Bin ich eine schlechte Mutter, weil ich nach einem Jahr wieder arbeiten gehen will?

Vorletzte Woche hatten wir einen Glückwunsch-Besuch von Freunden, denn das Babygucken war 9 Wochen nach der Geburt noch immer nicht abgeschlossen. Und jeder wollte das Würmchen schließlich sehen und bestaunen. Da gab es viel "Ach, wie süß!" oder "Habt ihr gut gemacht!". Dann kamen die Fragen...

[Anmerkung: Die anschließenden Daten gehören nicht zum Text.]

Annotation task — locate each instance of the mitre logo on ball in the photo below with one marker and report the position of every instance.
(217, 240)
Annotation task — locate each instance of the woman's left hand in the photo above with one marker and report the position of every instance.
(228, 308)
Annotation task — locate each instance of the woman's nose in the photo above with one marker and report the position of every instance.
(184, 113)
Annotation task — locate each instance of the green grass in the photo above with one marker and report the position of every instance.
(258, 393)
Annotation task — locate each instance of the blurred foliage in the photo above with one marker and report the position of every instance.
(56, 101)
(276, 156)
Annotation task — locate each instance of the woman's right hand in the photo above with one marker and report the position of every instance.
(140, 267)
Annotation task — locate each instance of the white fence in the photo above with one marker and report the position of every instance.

Wie groß und schwer war er denn bei der Geburt? Stillst du? Gehst du in Elternzeit? Wie lange bleibst du zuhause? "WAS?????? Nur EIN Jahr?????? Aber der ist doch dann noch so klein, wenn er in die Kita kommt." Entsetzte Blicke trafen mich. Die Frage war wie ein Faustschlag ins Gesicht und ich merkte, wie sich Unbehagen in mir breitmachte und Schuldgefühle in mir hochkamen. Ist es denn so ungewöhnlich, dass eine Frau nach einem Jahr Auszeit wieder arbeiten gehen möchte? Schiebe ich mein Kind ab? Bin ich etwa egoistisch? Stelle ich meine Bedürfnisse über die meines Kindes? Hätte ich besser gar kein Kind bekommen sollen, wenn ich es schon so schnell abgebe?

Plötzlich fühle ich mich dazu genötigt, mich verteidigen zu müssen. Es ist eine wirklich unangenehme Situation und innerlich kippt bei mir etwas die Stimmung. So habe ich mir das Babygucken nicht vorgestellt. Jetzt muss ich mich rechtfertigen! Ich fühle mich wie auf der Anklagebank! "Angeklagte, warum - um Himmels willen - haben Sie nur ein Jahr Elternzeit genommen? Erklären Sie sich!"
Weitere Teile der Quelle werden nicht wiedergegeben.